The 3813 and 3814 fibroblasts were plated on coverslips and grown in DMEM. After overnight growth, the cells were transfected with 100 nM oligonucleotides. At 48 h post-transfection, the cells were washed with phosphate-buffered saline (PBS) and fixed with 3.7% paraformaldehyde in PBS for 20 min. After washing with PBS, the cells were permeabilized in 0.1% Triton X-100 in PBS for 3 min, blocked for 30 min in blocking buffer (5% goat serum, 3% IgG-free bovine serum albumin [BSA]), and incubated for 3 h in blocking buffer containing mouse monoclonal anti-SMN antibody. The cells were then washed three times with PBS and incubated for 2 h in blocking buffer containing goat anti-mouse secondary antibody Alexa Fluor 594 (Molecular Probes/Invitrogen). The cells were again washed with PBS three more times, and coverslips were mounted with Prolong Gold mounting solution containing DAPI (Molecular Probes/Invitrogen) for nuclear staining. Cells were analyzed using an Axioplan 2i fluorescence microscope (Carl Zeiss, Thornwood, New York, United States) equipped with Chroma filters (Chroma Technology, Rockingham, Vermont, United States). OpenLab software (Improvision, http://www.improvision.com) was used to collect digital images from a CCD camera (Hamamatsu, Bridgewater, New Jersey, United States). To count gems, first a field was randomly selected using the DAPI channel, the cell number was determined based on the DAPI counterstaining, and then the gems were counted in the red channel. At least three different fields were counted, and each field contained more than 40 cells.

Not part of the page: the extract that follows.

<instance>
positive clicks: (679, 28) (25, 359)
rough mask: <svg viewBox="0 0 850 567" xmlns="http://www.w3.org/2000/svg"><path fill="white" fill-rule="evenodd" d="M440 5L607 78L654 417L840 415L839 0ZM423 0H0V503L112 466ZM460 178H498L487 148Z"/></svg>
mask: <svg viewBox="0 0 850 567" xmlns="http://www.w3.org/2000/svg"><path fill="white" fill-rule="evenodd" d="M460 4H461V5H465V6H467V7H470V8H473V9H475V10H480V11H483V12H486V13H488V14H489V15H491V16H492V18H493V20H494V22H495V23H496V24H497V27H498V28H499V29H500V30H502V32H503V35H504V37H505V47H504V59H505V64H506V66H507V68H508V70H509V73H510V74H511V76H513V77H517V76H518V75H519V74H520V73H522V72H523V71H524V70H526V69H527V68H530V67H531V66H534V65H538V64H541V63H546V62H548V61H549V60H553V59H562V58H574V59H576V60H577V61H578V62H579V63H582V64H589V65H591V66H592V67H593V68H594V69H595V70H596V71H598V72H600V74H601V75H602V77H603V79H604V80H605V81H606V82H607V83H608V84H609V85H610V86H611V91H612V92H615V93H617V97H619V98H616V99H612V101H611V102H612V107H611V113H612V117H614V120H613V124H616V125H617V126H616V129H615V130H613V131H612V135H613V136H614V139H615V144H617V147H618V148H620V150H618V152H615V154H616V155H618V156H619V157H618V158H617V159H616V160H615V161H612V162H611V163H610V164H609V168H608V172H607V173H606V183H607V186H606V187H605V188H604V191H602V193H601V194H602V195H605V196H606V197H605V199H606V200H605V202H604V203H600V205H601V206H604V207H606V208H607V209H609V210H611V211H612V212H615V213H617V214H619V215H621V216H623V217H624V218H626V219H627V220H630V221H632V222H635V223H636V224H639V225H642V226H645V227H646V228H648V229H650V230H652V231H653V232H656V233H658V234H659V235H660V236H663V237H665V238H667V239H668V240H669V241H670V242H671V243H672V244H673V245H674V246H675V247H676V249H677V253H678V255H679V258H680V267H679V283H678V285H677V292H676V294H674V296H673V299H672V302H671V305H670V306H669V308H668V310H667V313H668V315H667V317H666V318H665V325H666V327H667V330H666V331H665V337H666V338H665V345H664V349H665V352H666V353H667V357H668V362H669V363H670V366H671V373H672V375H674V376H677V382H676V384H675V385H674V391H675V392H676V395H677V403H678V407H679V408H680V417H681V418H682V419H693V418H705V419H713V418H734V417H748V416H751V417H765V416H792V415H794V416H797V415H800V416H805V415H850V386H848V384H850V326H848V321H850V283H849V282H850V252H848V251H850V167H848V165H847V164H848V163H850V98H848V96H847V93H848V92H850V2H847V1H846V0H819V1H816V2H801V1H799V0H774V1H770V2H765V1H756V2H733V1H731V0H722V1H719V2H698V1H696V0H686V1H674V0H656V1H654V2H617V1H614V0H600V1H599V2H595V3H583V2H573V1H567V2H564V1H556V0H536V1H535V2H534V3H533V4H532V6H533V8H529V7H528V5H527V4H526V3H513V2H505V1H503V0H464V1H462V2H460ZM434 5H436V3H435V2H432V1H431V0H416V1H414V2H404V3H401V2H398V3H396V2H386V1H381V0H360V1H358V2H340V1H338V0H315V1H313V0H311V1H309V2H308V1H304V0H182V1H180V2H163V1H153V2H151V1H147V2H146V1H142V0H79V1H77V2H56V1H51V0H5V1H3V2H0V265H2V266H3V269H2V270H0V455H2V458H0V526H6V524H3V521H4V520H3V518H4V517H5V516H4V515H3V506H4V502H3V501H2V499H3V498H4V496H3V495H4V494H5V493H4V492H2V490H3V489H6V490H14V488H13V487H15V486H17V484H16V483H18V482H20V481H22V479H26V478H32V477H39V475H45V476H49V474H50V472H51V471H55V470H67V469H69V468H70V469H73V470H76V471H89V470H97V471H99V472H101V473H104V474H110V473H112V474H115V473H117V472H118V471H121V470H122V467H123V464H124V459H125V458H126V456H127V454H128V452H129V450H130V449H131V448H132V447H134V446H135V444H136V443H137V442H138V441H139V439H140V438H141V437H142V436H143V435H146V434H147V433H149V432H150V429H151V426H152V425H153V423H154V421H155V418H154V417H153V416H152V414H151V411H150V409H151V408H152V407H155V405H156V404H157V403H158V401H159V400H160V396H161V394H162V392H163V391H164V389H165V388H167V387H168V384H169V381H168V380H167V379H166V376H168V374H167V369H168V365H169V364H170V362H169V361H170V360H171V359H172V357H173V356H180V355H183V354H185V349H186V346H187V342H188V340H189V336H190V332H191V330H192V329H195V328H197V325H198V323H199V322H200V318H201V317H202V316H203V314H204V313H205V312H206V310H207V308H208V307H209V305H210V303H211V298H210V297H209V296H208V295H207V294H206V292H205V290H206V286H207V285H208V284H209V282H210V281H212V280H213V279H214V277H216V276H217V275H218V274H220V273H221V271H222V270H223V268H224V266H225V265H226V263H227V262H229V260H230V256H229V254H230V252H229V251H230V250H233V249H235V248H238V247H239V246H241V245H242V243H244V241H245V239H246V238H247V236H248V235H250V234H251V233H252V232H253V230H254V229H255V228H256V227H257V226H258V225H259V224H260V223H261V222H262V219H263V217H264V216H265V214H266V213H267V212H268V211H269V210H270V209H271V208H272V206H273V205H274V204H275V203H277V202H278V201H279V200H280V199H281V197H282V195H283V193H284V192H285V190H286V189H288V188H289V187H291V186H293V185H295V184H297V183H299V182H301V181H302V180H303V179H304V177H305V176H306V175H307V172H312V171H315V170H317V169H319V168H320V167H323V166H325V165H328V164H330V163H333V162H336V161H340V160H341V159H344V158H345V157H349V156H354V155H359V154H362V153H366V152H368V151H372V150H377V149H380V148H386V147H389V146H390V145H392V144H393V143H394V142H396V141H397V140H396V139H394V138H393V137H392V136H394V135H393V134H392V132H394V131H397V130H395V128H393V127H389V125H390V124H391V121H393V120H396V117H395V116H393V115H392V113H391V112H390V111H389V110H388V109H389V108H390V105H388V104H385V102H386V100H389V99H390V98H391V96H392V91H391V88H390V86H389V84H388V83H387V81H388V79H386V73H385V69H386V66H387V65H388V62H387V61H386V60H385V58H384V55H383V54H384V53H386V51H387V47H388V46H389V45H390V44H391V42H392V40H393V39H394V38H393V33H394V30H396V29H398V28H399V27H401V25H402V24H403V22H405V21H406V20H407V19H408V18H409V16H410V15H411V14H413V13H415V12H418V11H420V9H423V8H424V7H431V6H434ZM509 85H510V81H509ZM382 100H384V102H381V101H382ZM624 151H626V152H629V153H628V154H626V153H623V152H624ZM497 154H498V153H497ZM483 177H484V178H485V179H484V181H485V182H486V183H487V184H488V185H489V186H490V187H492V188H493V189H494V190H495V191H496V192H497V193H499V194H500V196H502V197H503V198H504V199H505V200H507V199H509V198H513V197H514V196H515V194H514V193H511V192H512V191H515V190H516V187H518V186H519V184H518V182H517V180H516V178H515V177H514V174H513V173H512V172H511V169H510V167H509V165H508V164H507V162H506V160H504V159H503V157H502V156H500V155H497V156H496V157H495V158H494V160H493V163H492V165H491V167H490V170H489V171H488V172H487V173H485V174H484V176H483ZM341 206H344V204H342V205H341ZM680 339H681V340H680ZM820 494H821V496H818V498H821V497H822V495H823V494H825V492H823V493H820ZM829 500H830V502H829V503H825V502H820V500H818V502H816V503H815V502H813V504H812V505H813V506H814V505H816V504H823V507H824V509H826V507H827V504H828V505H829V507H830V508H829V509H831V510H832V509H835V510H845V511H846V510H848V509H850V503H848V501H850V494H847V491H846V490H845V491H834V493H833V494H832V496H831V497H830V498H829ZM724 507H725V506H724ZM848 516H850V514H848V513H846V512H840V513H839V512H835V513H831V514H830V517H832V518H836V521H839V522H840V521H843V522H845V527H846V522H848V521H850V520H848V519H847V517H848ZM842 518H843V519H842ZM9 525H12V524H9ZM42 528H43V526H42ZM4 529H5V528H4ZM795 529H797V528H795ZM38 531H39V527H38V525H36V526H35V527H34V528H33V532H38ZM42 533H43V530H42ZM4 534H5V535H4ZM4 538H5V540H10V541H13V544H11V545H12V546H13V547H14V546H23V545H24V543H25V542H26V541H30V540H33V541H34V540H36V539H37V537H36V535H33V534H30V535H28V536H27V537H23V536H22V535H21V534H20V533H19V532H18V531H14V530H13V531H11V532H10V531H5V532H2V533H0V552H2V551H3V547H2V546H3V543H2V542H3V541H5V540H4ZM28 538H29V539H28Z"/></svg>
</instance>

The UniProt (http://www.pir.uniprot.org) accession number for SMN is Q16637–1. The Entrez Gene (http://www.ncbi.nlm.nih.gov/entrez/query.fcgi?db=gene) GeneID numbers for the genes discussed in the paper are SMN1 (6606) and SMN2 (6607).
We are grateful to Drs. Michelle Hastings and Xavier Roca for useful comments on the manuscript, and to other members of the Krainer laboratory for helpful advice and discussions.

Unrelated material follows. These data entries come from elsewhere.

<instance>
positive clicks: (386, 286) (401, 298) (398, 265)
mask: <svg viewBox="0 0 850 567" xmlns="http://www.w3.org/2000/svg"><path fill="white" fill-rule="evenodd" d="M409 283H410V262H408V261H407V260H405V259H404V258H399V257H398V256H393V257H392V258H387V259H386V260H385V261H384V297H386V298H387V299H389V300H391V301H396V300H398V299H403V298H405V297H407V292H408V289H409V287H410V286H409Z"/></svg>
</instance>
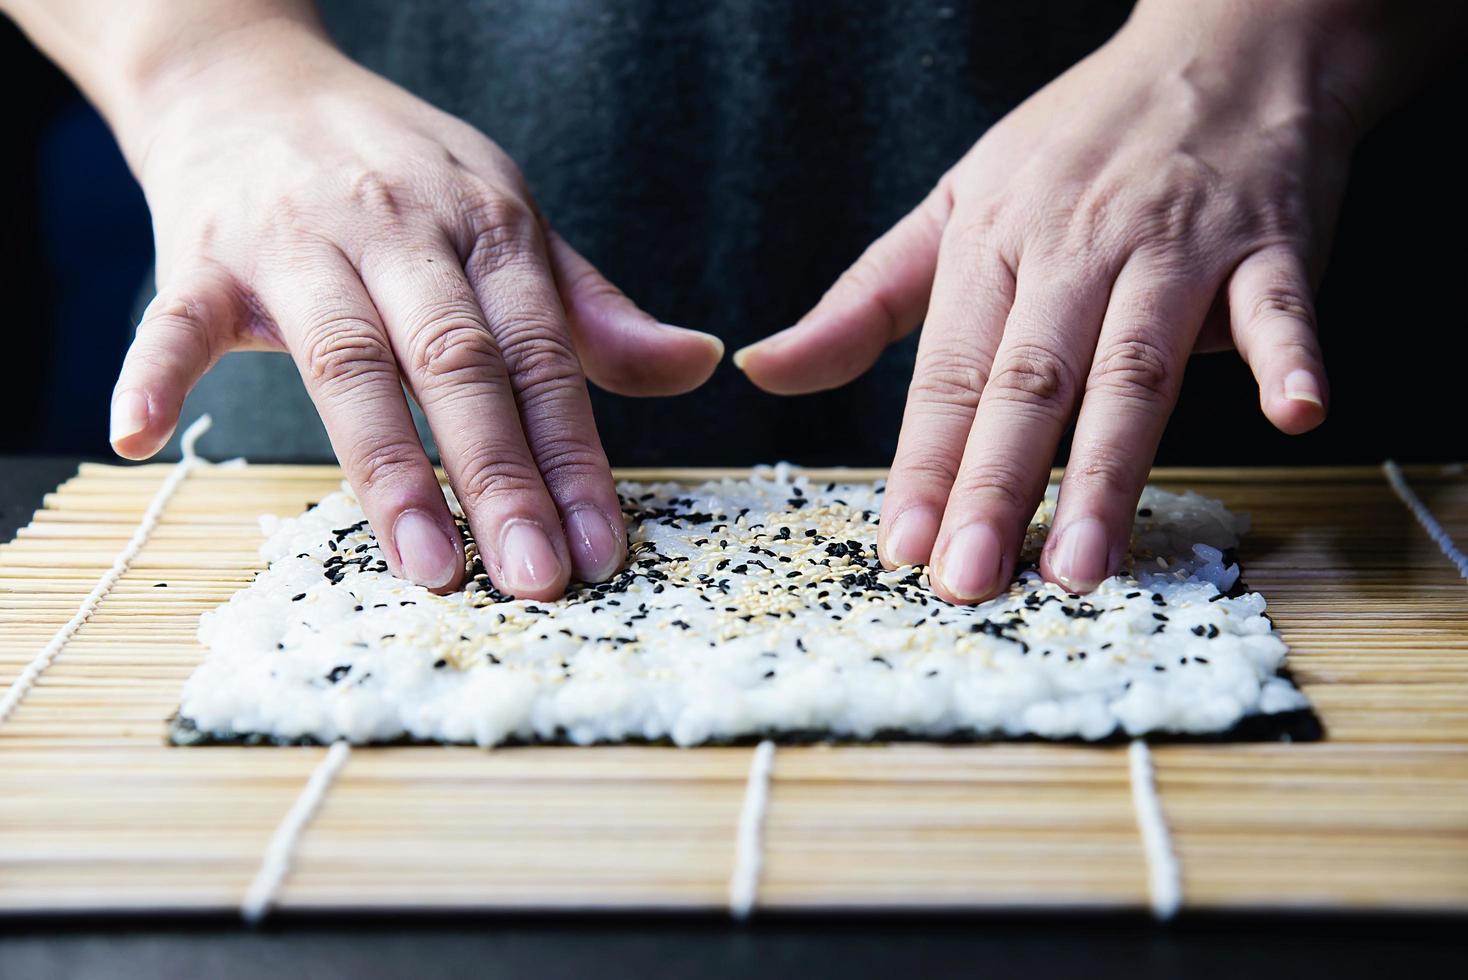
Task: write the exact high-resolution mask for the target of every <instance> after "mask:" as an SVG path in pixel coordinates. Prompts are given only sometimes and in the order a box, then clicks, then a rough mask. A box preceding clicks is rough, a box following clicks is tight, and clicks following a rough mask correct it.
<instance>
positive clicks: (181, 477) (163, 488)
mask: <svg viewBox="0 0 1468 980" xmlns="http://www.w3.org/2000/svg"><path fill="white" fill-rule="evenodd" d="M208 425H210V417H208V415H200V417H198V418H197V420H194V424H192V425H189V427H188V428H186V430H183V439H182V447H183V456H182V458H181V459H179V461H178V462H176V464H175V465H173V469H172V471H170V472H169V475H167V478H164V480H163V486H160V487H159V490H157V493H154V494H153V500H151V502H150V503H148V508H147V509H145V511H144V512H142V519H139V521H138V527H137V530H135V531H134V533H132V537H131V538H128V543H126V544H125V546H123V547H122V550H120V552H117V557H115V559H113V560H112V568H109V569H107V571H106V572H103V574H101V578H98V579H97V584H95V585H92V590H91V591H90V593H87V597H85V599H82V603H81V606H78V609H76V612H75V613H73V615H72V618H70V619H68V621H66V622H65V624H63V625H62V628H60V629H57V631H56V634H54V635H53V637H51V640H50V641H48V643H47V644H46V646H44V647H41V651H40V653H37V654H35V657H34V659H32V660H31V662H29V663H28V665H25V669H23V670H21V675H19V676H16V679H15V681H12V682H10V687H9V690H6V692H4V697H3V698H0V725H3V723H4V720H6V719H7V717H10V714H12V713H13V712H15V709H16V707H19V704H21V701H22V700H23V698H25V695H26V694H29V692H31V688H32V687H35V681H37V679H38V678H40V676H41V673H44V672H46V669H47V668H48V666H51V662H53V660H56V656H57V654H59V653H60V651H62V648H63V647H65V646H66V644H68V641H70V638H72V635H73V634H75V632H76V631H78V629H81V628H82V624H85V622H87V621H88V619H91V615H92V613H94V612H97V606H98V604H101V600H103V599H106V597H107V593H110V591H112V587H113V585H116V584H117V579H119V578H122V577H123V574H125V572H126V571H128V568H129V566H131V565H132V560H134V559H135V557H138V552H141V550H142V546H144V544H147V541H148V535H150V534H153V530H154V528H156V527H157V525H159V519H160V518H161V516H163V509H164V508H166V506H167V505H169V500H170V499H172V497H173V494H175V491H178V489H179V484H182V483H183V480H185V478H186V477H188V475H189V472H192V471H194V468H195V467H198V465H201V464H203V462H204V459H201V458H200V456H198V453H197V452H194V445H195V443H198V437H200V436H203V434H204V433H207V431H208Z"/></svg>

Competing interests. TAV, BFB, and CFB are employees of Isis Pharmaceutical Corp., the owner of the antisense oligonucleotide chemistry used in this report, and materially benefit either directly or indirectly through stock options. YH and ARK, along with their employer, Cold Spring Harbor Laboratory, could materially benefit if a therapeutic for SMA results from this work. ARK serves on the scientific advisory board of two non-profit SMA foundations.
Author contributions. YH, TAV, BFB, CFB, and ARK conceived and designed the experiments. YH performed the experiments. YH and ARK analyzed the data. YH, TAV, BFB, CFB, and ARK contributed reagents/materials/analysis tools. YH and ARK wrote the paper.
Funding. This work was supported by National Institutes of Health grants NS041621 and GM42699 (to ARK), and by the Spinal Muscular Atrophy Foundation.